Natural Ways to Protect Horses Against MosquitoesBy Kentucky Equine Research Staff · June 29, 2016
Rumor has it that owners can protect their horses against mosquitoes without using chemical sprays or wipes and wrestling with fly sheets. Too good to be true? Maybe.
For example, garlic is widely reported to repel mosquitoes. Rubbing garlic on your horse’s coat or feeding garlic is thought to naturally fend off mosquitoes, presumably because of the high sulfur content. Garlic is advocated for helping horses in other ways: to break up mucus in horses with airway disease, to function as an antioxidant, and to act as a natural antiparasitic. The efficacy of garlic in any of these roles, including an insect repellent, has not been proven.
“In addition to lack of demonstrated efficacy, a safe dose of garlic in horses remains unknown. One study* involving long-term garlic supplementation reported Heinz body anemia, which is a low red blood cell count, when fed at 0.4 g/kg body weight,” Kathleen Crandell, Ph.D., a nutritionist for Kentucky Equine Research.

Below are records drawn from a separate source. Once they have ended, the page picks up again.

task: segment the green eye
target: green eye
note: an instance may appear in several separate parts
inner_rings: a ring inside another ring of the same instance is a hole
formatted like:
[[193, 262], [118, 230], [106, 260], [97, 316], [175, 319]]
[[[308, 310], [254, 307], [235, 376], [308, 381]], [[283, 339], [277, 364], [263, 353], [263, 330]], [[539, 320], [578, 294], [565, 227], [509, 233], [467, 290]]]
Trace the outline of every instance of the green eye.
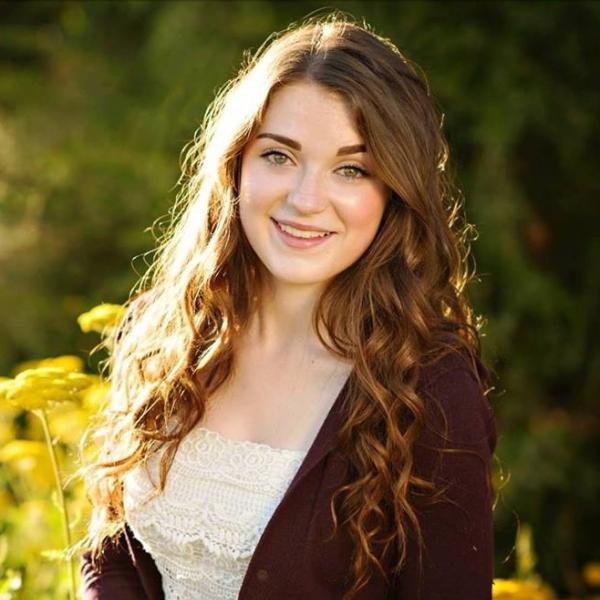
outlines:
[[[271, 160], [271, 156], [275, 158], [282, 158], [283, 160]], [[266, 158], [271, 164], [274, 165], [283, 165], [288, 158], [283, 152], [278, 152], [277, 150], [268, 150], [267, 152], [261, 154], [261, 157]]]

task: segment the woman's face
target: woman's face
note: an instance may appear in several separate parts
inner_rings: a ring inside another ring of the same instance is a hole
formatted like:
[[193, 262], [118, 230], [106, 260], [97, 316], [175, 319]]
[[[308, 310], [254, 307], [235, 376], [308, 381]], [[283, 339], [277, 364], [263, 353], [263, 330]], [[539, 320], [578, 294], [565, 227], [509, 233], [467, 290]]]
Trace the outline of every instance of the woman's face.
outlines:
[[240, 218], [275, 280], [322, 284], [360, 258], [388, 196], [373, 167], [339, 95], [306, 81], [273, 94], [242, 156]]

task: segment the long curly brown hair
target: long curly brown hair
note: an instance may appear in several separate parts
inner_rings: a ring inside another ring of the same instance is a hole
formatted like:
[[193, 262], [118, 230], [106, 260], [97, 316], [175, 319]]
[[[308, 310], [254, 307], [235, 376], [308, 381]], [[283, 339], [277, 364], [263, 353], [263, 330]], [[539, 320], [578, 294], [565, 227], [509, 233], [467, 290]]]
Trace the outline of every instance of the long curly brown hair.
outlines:
[[350, 600], [373, 568], [389, 575], [378, 548], [395, 548], [400, 570], [409, 529], [422, 546], [410, 497], [439, 492], [414, 473], [413, 444], [425, 425], [419, 374], [459, 350], [477, 375], [480, 349], [464, 295], [473, 229], [448, 171], [443, 116], [420, 69], [339, 11], [293, 24], [245, 56], [184, 149], [171, 224], [105, 365], [111, 401], [95, 429], [102, 449], [84, 469], [94, 506], [87, 542], [97, 558], [121, 530], [123, 477], [159, 449], [162, 491], [179, 443], [229, 377], [233, 340], [262, 284], [239, 219], [241, 156], [273, 92], [299, 80], [345, 100], [391, 190], [375, 239], [328, 283], [313, 314], [315, 331], [324, 326], [331, 340], [319, 334], [321, 342], [354, 364], [338, 438], [353, 477], [330, 505], [334, 531], [341, 521], [355, 542]]

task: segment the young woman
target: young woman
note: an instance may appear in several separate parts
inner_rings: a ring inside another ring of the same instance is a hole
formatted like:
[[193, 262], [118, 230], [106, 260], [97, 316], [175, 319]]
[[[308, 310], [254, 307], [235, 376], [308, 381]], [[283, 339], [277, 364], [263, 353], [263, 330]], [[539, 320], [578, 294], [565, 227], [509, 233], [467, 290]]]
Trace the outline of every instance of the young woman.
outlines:
[[115, 339], [85, 599], [491, 597], [447, 159], [424, 77], [337, 14], [225, 86]]

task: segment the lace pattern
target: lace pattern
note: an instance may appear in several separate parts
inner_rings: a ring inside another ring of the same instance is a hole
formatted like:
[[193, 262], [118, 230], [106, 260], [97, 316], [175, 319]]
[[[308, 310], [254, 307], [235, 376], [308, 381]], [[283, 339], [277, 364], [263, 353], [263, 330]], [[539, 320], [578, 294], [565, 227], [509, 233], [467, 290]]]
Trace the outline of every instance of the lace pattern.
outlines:
[[124, 481], [127, 522], [162, 575], [166, 600], [236, 599], [260, 536], [307, 451], [196, 427], [157, 494], [160, 452]]

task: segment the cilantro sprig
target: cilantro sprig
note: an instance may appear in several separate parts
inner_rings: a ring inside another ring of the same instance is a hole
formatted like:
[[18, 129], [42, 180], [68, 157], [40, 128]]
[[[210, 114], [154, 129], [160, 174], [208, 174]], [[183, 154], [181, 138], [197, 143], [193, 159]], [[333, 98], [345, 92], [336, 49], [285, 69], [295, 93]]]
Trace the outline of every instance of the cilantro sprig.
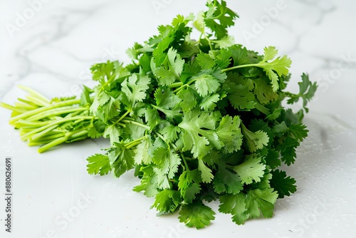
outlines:
[[[296, 158], [308, 135], [302, 123], [317, 85], [303, 74], [298, 94], [285, 90], [291, 61], [268, 46], [262, 55], [228, 34], [237, 14], [224, 1], [171, 25], [127, 50], [131, 63], [97, 63], [93, 88], [79, 98], [48, 99], [32, 89], [15, 105], [10, 124], [29, 145], [53, 147], [108, 138], [88, 158], [92, 175], [120, 177], [135, 169], [134, 190], [155, 198], [159, 214], [179, 213], [189, 227], [215, 219], [209, 202], [244, 224], [273, 216], [278, 198], [296, 191], [281, 169]], [[197, 30], [200, 36], [190, 38]], [[293, 112], [283, 106], [303, 100]]]

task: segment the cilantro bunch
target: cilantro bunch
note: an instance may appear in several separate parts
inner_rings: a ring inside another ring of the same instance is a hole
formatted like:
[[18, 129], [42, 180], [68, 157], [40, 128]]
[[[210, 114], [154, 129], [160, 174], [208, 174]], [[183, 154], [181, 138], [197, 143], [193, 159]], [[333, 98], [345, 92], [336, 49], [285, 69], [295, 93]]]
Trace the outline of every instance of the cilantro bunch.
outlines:
[[[23, 87], [26, 99], [1, 104], [13, 111], [10, 123], [30, 145], [42, 145], [40, 152], [109, 138], [109, 148], [88, 158], [88, 172], [118, 177], [134, 169], [140, 184], [133, 190], [188, 227], [214, 219], [214, 200], [238, 224], [271, 217], [276, 200], [296, 190], [280, 167], [294, 162], [307, 136], [302, 119], [317, 86], [303, 74], [299, 93], [286, 91], [290, 59], [275, 47], [260, 55], [235, 44], [227, 29], [238, 16], [224, 1], [206, 6], [135, 43], [130, 64], [94, 65], [98, 86], [84, 86], [80, 98], [49, 100]], [[296, 113], [283, 106], [300, 99]]]

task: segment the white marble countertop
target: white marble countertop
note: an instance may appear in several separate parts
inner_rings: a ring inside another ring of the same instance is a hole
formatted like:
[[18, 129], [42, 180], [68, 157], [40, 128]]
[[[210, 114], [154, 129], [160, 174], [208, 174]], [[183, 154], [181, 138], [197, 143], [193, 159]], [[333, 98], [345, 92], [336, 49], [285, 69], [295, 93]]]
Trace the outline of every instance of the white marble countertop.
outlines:
[[[218, 214], [206, 229], [188, 229], [177, 215], [156, 217], [152, 200], [132, 191], [138, 183], [132, 173], [120, 179], [88, 175], [86, 157], [100, 152], [106, 140], [38, 154], [21, 141], [8, 124], [9, 111], [0, 108], [1, 193], [5, 157], [14, 163], [13, 232], [4, 232], [1, 197], [1, 237], [356, 237], [356, 2], [227, 2], [240, 15], [230, 30], [237, 42], [258, 51], [275, 46], [292, 58], [290, 90], [302, 72], [319, 82], [305, 120], [310, 135], [295, 165], [286, 168], [298, 192], [277, 202], [272, 219], [237, 226], [229, 215]], [[81, 84], [93, 83], [93, 63], [127, 62], [125, 50], [135, 41], [146, 40], [177, 14], [204, 9], [204, 3], [1, 0], [1, 100], [12, 104], [23, 96], [17, 84], [48, 97], [78, 94]]]

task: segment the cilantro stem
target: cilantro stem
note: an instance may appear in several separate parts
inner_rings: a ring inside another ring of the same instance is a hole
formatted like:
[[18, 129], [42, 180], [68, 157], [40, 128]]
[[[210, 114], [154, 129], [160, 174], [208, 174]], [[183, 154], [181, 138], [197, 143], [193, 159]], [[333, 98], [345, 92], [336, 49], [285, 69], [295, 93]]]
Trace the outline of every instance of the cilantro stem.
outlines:
[[168, 87], [169, 87], [170, 88], [177, 88], [177, 87], [182, 86], [182, 85], [183, 85], [183, 83], [182, 82], [178, 82], [178, 83], [172, 83]]
[[161, 134], [157, 133], [157, 132], [155, 132], [155, 134], [156, 134], [159, 138], [162, 139], [162, 140], [163, 140], [164, 142], [164, 143], [166, 143], [166, 145], [168, 146], [168, 150], [170, 149], [170, 146], [169, 146], [169, 143], [167, 142], [166, 139], [164, 139], [164, 138], [163, 136], [162, 136]]
[[250, 64], [243, 64], [241, 66], [234, 66], [231, 68], [226, 68], [221, 70], [221, 72], [226, 72], [229, 71], [232, 71], [236, 68], [246, 68], [246, 67], [260, 67], [261, 66], [263, 66], [261, 63], [250, 63]]
[[130, 141], [126, 144], [125, 144], [125, 147], [127, 149], [130, 149], [132, 147], [136, 146], [139, 144], [141, 143], [141, 140], [145, 140], [147, 138], [147, 135], [142, 136], [142, 138], [140, 138], [138, 139], [136, 139], [135, 140]]
[[48, 128], [51, 128], [55, 125], [58, 125], [61, 124], [63, 123], [66, 123], [66, 122], [68, 122], [68, 121], [71, 121], [71, 120], [91, 120], [91, 119], [93, 119], [93, 116], [81, 116], [81, 117], [74, 117], [74, 118], [63, 118], [63, 119], [61, 119], [61, 120], [53, 120], [51, 123], [48, 123], [48, 124], [43, 125], [43, 126], [42, 126], [39, 128], [37, 128], [36, 130], [33, 130], [30, 131], [29, 133], [21, 135], [21, 140], [25, 140], [28, 139], [31, 135], [36, 134], [36, 133], [40, 133], [42, 130], [44, 130], [47, 129]]
[[117, 119], [117, 121], [115, 121], [112, 125], [116, 125], [118, 123], [120, 123], [122, 119], [125, 118], [125, 117], [126, 117], [130, 113], [131, 113], [131, 110], [128, 110], [126, 111], [126, 113], [124, 113], [124, 115], [122, 115], [119, 119]]
[[[44, 111], [49, 110], [53, 108], [63, 108], [66, 105], [74, 105], [74, 104], [79, 104], [80, 103], [80, 99], [72, 99], [72, 100], [68, 100], [66, 101], [63, 102], [60, 102], [57, 103], [53, 103], [53, 104], [50, 104], [47, 106], [45, 107], [41, 107], [33, 110], [30, 110], [26, 113], [23, 113], [22, 114], [18, 115], [16, 116], [14, 116], [11, 118], [10, 118], [10, 123], [14, 123], [15, 120], [17, 120], [19, 119], [23, 119], [26, 118], [28, 118], [33, 115], [38, 114]], [[2, 104], [1, 104], [2, 105]]]
[[185, 169], [187, 171], [190, 171], [189, 167], [188, 166], [188, 163], [187, 162], [187, 160], [185, 159], [184, 155], [183, 155], [183, 153], [181, 153], [181, 155], [182, 155], [182, 159], [183, 159], [183, 162], [184, 162]]
[[0, 105], [4, 108], [6, 108], [6, 109], [11, 110], [14, 112], [16, 112], [16, 113], [23, 113], [27, 111], [26, 110], [22, 109], [22, 108], [19, 108], [14, 107], [13, 105], [9, 105], [9, 104], [5, 103], [1, 103]]
[[55, 115], [61, 115], [61, 114], [65, 114], [65, 113], [73, 113], [73, 112], [78, 112], [78, 111], [83, 111], [85, 110], [88, 110], [89, 108], [88, 107], [78, 107], [78, 108], [73, 108], [72, 106], [68, 106], [68, 107], [63, 107], [62, 108], [54, 108], [49, 110], [46, 112], [42, 112], [41, 113], [33, 115], [31, 117], [28, 117], [26, 118], [27, 120], [38, 120], [40, 119], [47, 118], [47, 117], [51, 117]]
[[147, 125], [143, 125], [142, 123], [137, 123], [136, 121], [134, 121], [134, 120], [121, 120], [122, 123], [132, 123], [132, 124], [134, 124], [134, 125], [138, 125], [138, 126], [140, 126], [142, 128], [146, 128], [147, 130], [150, 130], [150, 127], [147, 126]]

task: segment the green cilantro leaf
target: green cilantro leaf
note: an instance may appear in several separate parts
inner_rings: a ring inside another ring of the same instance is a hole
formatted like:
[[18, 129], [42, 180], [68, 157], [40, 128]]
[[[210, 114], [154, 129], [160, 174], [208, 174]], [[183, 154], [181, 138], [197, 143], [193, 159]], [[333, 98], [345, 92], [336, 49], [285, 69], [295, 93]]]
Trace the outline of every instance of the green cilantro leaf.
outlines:
[[249, 185], [255, 182], [260, 182], [264, 175], [266, 165], [262, 163], [261, 158], [249, 155], [247, 160], [239, 165], [234, 167], [235, 171], [244, 184]]
[[184, 222], [188, 227], [201, 229], [215, 219], [215, 212], [201, 202], [195, 202], [182, 206], [179, 211], [179, 222]]
[[287, 177], [286, 172], [276, 170], [273, 170], [271, 174], [271, 187], [277, 191], [278, 198], [289, 196], [290, 193], [294, 193], [297, 190], [297, 186], [295, 185], [295, 180], [290, 176]]
[[111, 171], [111, 166], [108, 156], [95, 154], [87, 158], [87, 171], [90, 175], [105, 175]]

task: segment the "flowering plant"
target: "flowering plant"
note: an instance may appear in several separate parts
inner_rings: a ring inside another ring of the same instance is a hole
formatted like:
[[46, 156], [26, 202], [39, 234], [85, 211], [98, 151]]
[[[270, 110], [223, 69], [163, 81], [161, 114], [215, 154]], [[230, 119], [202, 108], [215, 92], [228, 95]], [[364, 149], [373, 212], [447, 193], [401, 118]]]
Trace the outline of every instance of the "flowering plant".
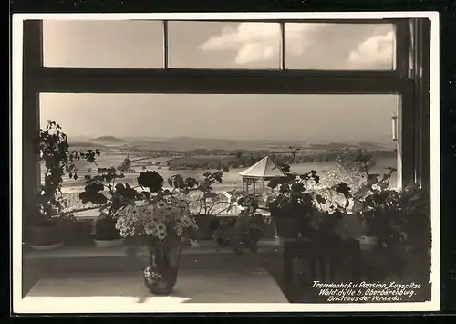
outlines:
[[151, 235], [164, 241], [171, 232], [181, 237], [187, 229], [196, 228], [187, 204], [171, 195], [157, 196], [143, 204], [130, 204], [116, 215], [116, 228], [122, 237]]
[[148, 279], [151, 280], [162, 280], [163, 276], [155, 271], [154, 267], [151, 265], [149, 265], [144, 269], [144, 277]]
[[179, 192], [163, 190], [163, 178], [157, 172], [141, 172], [138, 183], [149, 189], [139, 193], [142, 199], [115, 214], [116, 228], [122, 237], [145, 236], [164, 242], [181, 237], [189, 228], [197, 228], [188, 204], [179, 197]]

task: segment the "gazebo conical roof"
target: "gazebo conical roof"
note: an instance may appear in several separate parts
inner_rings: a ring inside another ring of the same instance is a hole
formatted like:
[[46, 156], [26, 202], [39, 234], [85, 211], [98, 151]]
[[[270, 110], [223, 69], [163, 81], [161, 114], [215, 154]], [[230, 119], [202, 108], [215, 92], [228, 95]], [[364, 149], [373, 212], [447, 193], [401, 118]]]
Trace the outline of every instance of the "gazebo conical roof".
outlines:
[[266, 155], [250, 168], [239, 172], [239, 175], [243, 178], [268, 180], [285, 177], [286, 174], [277, 166], [269, 155]]

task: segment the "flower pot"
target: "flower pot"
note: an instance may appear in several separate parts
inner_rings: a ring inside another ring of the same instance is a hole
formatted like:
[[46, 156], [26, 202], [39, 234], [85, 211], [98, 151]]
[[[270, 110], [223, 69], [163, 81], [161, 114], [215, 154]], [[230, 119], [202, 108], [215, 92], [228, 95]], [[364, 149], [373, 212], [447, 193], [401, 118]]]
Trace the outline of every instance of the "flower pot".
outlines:
[[57, 222], [48, 221], [29, 229], [29, 246], [35, 250], [52, 250], [63, 246], [62, 227]]
[[362, 235], [359, 238], [359, 247], [361, 251], [372, 251], [378, 244], [378, 239], [376, 236]]
[[300, 224], [295, 217], [290, 216], [273, 216], [274, 227], [275, 229], [275, 237], [285, 239], [297, 238], [300, 232]]
[[149, 246], [150, 264], [143, 271], [144, 285], [154, 295], [169, 295], [177, 282], [181, 246], [175, 244]]
[[198, 229], [193, 238], [198, 241], [212, 240], [213, 238], [213, 232], [220, 225], [220, 220], [212, 214], [196, 214], [194, 218]]

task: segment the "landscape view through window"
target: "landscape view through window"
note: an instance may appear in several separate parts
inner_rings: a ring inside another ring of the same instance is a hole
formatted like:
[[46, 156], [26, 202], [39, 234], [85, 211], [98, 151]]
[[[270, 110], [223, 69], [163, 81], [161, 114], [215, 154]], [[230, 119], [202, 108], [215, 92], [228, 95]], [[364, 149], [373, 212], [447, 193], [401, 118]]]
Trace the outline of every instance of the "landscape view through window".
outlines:
[[[157, 171], [167, 185], [173, 174], [201, 180], [226, 167], [223, 182], [213, 186], [222, 196], [242, 190], [239, 173], [266, 156], [296, 173], [315, 170], [323, 182], [331, 181], [337, 159], [360, 150], [374, 156], [373, 172], [396, 168], [397, 102], [395, 95], [49, 93], [41, 95], [40, 119], [42, 128], [50, 120], [59, 123], [71, 150], [99, 149], [98, 165], [123, 168], [122, 182], [132, 186], [141, 171]], [[84, 175], [97, 172], [85, 161], [77, 167], [79, 177], [63, 183], [67, 211], [76, 215], [96, 207], [78, 193]]]

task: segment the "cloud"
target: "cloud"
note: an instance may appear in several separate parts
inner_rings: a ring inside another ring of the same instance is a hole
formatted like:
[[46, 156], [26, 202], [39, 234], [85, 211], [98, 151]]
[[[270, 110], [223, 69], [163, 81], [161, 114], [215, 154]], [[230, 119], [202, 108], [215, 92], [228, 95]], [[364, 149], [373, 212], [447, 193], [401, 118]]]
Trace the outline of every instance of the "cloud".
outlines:
[[[312, 44], [312, 33], [326, 24], [286, 24], [285, 47], [301, 55]], [[204, 51], [235, 50], [238, 65], [264, 62], [280, 51], [280, 26], [275, 23], [241, 23], [236, 28], [225, 27], [220, 35], [200, 46]]]
[[394, 38], [393, 31], [368, 38], [350, 52], [348, 62], [358, 67], [390, 65]]

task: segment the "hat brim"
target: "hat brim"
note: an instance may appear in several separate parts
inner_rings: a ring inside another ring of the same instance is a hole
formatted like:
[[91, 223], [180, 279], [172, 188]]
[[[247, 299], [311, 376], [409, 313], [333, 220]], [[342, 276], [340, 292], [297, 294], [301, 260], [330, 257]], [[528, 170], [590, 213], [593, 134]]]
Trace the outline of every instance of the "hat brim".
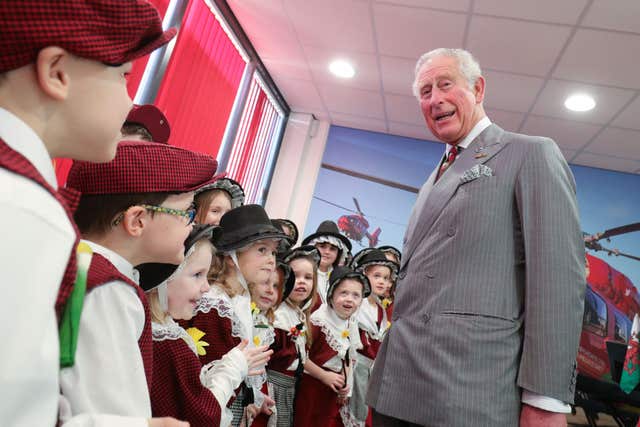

Other examples of food items used to control mosquitoes include:
- Rubbing orange or lemon peels, vanilla, or onion on the coat. Although this may repel mosquitoes, other animals, including insects, could instead be attracted to the odor; and
- Consuming apple cider vinegar. This is also reportedly beneficial for preventing enteroliths and masking changes in water flavor. Research suggests, though, that a cup of apple cider vinegar can contribute to hindgut acidosis.
Rather than relying on these strategies, equine experts recommend using the tried-and-true triad of mosquito control: (1) avoid turning out horses at dusk and dawn, (2) use physical and chemical barriers to stop mosquitoes from landing on your horse, and (3) eliminate mosquito breeding grounds, such as standing water.
“Mosquito-borne diseases such as West Nile virus and Eastern, Western, and Venezuelan encephalomyelitis claim hundreds of horses each year in the United States. In addition to practicing appropriate mosquito-control techniques, have your horses vaccinated,” advised Crandell.
*Pearson, W., H.J. Boermans, W.J. Bettger, et al. 2005. Association of maximum voluntary dietary intake of freeze-dried garlic with Heinz body anemia in horses. American Journal of Veterinary Research. 66:457-465.